という事情の元、ふたりは宮廷魔法使いとなった。期限付きで。
「大丈夫よ。利子はいらないそうだから」
「そういう問題じゃないです」
エキドナは悪人じゃない。身寄りのないチヴェッタを引き取って、育ててくれたのだ。優しい人。本当に優しい人なのだ。
だからチヴェッタは、エキドナを心から愛している。母であり、姉であり、親友であり、恩人だから。
エキドナに弟子入りした多くの者は去ってしまったが、チヴェッタはずっとそばにいると誓っている。
「ねぇ、チヴェッタ。明日、一緒に王様に会ってくれる?」
「私がいないと、師匠は男性の前で話せないじゃないですか」
チヴェッタは現実を受け止め、そして飲み込むことができたようだ。床から立ち上がると、ドレスのシワを伸ばす。
そう悪い状況じゃない。
この屋敷は家賃を払わなくていいし、王宮の厨房に行けばいつでも食事ができるのだ。前向きに考えよう。
「ねぇ、チヴェッタ。気に入った国があったら、遠慮なく言っていいのよ。根無し草は、大変だし、疲れるし」
「私は宿り木のない梟。止まり木があるだけで十分です。さぁ、仕事をしましょう」
チヴェッタはドレスの裾を揺らしながら、書斎を出て行く。
「チヴェッタ……」
エキドナはいつも、チヴェッタに申し訳ないと思っていた。自分がもっと、ううん、人並みにでも男性と話せる人間だったら、きちんと嫌なことは嫌だと言えただろう。

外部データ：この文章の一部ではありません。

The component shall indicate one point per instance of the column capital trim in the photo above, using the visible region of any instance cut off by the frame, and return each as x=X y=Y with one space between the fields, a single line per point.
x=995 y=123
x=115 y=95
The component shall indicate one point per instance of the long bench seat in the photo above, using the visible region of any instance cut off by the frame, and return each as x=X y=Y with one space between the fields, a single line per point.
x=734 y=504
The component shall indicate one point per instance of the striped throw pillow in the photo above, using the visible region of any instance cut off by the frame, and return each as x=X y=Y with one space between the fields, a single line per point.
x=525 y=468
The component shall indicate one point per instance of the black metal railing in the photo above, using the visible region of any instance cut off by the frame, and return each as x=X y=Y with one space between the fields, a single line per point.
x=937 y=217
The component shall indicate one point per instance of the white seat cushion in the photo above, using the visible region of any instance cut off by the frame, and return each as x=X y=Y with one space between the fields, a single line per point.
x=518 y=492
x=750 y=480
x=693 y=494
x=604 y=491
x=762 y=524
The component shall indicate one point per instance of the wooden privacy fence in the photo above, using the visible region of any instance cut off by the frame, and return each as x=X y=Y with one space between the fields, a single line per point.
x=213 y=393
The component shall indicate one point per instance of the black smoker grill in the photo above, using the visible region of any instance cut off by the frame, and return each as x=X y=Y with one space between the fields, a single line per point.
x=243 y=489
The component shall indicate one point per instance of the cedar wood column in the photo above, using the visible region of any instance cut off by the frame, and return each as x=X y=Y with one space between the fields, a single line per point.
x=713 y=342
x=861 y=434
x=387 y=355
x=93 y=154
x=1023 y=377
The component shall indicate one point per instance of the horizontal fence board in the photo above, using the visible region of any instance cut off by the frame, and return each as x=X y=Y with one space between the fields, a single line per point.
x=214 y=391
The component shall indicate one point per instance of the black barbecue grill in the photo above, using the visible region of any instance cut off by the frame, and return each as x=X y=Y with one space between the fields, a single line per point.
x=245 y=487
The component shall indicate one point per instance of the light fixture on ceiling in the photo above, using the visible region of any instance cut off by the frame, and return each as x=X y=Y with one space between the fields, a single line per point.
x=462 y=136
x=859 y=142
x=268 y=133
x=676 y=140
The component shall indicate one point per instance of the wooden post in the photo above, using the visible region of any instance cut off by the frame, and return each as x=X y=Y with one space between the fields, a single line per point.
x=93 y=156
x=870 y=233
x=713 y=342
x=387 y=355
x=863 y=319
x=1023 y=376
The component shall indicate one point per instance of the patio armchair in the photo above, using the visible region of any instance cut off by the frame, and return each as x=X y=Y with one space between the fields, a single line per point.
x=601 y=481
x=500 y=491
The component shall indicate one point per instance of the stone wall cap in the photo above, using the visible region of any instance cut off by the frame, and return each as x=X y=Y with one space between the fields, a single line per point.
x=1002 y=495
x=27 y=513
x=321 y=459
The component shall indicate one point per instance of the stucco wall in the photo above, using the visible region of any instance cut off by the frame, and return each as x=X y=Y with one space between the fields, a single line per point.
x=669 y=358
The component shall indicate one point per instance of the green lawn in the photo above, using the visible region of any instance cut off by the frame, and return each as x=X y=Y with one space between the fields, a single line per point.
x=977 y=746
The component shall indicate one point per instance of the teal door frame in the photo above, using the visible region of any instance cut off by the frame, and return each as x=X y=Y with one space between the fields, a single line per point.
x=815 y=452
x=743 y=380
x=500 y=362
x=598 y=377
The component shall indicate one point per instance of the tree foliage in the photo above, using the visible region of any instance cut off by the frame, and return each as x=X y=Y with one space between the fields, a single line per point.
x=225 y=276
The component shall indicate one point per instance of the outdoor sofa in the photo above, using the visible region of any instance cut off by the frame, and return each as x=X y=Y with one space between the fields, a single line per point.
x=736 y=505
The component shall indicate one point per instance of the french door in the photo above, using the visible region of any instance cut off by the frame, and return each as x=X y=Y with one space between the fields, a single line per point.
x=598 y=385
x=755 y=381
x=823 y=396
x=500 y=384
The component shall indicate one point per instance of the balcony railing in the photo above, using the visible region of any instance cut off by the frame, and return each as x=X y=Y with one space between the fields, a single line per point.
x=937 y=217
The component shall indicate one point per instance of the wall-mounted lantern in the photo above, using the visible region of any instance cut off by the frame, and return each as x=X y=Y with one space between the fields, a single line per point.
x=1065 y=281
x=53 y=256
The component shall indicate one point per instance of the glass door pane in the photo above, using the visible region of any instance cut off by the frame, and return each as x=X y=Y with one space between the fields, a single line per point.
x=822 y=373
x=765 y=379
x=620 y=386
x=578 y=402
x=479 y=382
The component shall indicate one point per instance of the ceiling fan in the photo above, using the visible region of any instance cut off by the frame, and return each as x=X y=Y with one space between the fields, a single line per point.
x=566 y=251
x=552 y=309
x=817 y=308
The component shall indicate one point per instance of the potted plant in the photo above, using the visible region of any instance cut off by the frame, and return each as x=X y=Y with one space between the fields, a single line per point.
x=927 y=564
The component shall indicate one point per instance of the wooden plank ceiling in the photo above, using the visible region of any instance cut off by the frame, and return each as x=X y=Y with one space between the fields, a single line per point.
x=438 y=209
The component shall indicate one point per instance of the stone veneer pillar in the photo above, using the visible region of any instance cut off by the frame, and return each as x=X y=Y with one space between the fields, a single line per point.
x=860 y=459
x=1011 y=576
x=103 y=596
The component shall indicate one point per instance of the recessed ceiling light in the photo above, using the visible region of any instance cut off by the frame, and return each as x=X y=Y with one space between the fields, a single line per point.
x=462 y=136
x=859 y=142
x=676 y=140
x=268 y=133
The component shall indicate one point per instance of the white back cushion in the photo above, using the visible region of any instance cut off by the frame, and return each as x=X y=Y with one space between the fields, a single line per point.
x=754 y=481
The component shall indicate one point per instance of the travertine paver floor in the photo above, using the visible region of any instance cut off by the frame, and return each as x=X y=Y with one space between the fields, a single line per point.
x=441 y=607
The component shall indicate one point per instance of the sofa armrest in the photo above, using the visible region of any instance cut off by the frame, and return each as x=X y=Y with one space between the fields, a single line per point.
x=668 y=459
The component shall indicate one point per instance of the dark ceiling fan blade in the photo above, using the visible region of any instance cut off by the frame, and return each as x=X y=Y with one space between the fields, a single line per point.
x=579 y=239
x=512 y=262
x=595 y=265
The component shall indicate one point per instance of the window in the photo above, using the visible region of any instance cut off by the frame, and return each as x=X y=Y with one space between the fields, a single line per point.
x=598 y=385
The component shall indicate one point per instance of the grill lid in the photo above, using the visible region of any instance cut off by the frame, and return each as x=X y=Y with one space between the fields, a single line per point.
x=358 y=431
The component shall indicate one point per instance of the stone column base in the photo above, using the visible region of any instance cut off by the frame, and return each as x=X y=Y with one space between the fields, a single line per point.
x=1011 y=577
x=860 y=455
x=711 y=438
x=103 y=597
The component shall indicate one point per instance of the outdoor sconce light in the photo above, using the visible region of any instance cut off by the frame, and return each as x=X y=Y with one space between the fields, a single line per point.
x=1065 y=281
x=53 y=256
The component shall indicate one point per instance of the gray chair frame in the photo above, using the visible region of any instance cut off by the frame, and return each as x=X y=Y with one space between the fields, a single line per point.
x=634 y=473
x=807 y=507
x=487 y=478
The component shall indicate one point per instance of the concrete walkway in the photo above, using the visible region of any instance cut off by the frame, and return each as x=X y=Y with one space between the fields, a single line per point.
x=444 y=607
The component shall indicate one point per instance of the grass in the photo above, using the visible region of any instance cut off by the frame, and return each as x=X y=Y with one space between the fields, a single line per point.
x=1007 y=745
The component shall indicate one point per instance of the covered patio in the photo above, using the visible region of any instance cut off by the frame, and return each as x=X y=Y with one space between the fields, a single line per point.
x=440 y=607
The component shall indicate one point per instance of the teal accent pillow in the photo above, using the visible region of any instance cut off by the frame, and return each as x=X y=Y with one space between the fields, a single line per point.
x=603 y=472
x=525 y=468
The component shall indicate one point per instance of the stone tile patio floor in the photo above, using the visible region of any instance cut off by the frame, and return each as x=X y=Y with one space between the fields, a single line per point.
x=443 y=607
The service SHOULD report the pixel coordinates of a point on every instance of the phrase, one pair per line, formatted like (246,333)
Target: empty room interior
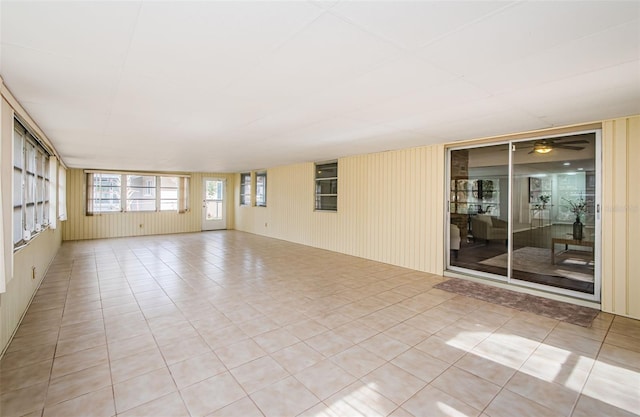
(320,208)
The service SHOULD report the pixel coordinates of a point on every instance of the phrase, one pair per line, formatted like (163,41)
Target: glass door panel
(554,186)
(213,204)
(478,209)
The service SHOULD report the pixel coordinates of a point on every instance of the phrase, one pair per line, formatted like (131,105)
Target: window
(327,186)
(261,189)
(130,192)
(103,193)
(168,193)
(31,185)
(245,189)
(141,193)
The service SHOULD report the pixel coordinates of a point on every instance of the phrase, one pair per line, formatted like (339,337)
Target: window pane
(261,189)
(169,205)
(17,225)
(326,203)
(327,187)
(17,187)
(106,193)
(18,150)
(327,170)
(245,189)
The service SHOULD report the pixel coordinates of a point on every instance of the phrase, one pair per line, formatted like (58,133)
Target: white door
(213,205)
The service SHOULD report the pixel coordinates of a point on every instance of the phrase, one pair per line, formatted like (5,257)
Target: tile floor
(232,324)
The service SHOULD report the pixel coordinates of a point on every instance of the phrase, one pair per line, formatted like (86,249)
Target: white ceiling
(233,86)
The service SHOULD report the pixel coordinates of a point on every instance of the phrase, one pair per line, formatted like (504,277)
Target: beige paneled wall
(621,217)
(37,254)
(26,267)
(390,208)
(79,226)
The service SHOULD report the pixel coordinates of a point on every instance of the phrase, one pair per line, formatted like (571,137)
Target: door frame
(508,280)
(207,225)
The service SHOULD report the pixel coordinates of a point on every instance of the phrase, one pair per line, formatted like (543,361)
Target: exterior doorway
(213,204)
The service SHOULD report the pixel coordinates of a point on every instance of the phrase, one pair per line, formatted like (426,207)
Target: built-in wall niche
(475,196)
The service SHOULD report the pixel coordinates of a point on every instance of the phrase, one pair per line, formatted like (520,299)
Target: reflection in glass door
(213,206)
(527,212)
(479,208)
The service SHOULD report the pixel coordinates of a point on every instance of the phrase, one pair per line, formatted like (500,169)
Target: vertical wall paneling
(621,217)
(385,208)
(21,284)
(633,218)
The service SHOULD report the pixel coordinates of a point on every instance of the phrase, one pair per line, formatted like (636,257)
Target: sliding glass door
(526,212)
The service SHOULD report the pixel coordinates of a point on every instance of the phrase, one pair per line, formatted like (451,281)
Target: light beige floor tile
(623,341)
(306,329)
(297,357)
(358,399)
(401,412)
(174,334)
(77,361)
(324,410)
(142,389)
(212,394)
(25,376)
(355,331)
(244,407)
(394,383)
(466,387)
(98,403)
(23,401)
(407,334)
(432,402)
(548,394)
(137,364)
(574,343)
(509,404)
(420,364)
(440,349)
(357,361)
(259,374)
(25,357)
(184,349)
(127,347)
(183,292)
(78,383)
(170,405)
(485,368)
(589,407)
(196,369)
(285,398)
(83,342)
(329,343)
(614,385)
(626,358)
(553,364)
(222,337)
(324,378)
(275,340)
(72,331)
(239,353)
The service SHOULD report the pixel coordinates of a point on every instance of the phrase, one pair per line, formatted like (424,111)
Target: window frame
(31,176)
(261,189)
(125,199)
(245,189)
(319,180)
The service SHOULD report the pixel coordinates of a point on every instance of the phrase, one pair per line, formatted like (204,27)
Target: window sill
(24,243)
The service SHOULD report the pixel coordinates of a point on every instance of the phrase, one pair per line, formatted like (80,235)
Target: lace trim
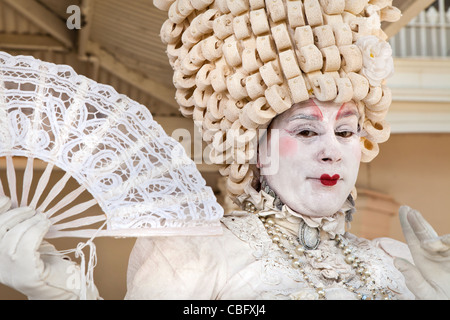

男性を前にすると、うまく言葉が出てこないのだ。相手の顔もよく見れないし、自分に向けられる言葉が嘘なのか真実なのかも判断できない。
もう二十八にもなるのに、ちっとも成長できていない。魔法だけは、自信が揺らがないのに。
エキドナは金庫の鍵を閉め──中身が無いけれど、念の為だ。
そして、何度目かも分からない決意を胸に、書斎を出て行く。
──今度は、今度こそは、嫌なことは嫌だと言ってみせるわ。銅貨一枚だって、渡さない。約束するわ、チヴェッタ!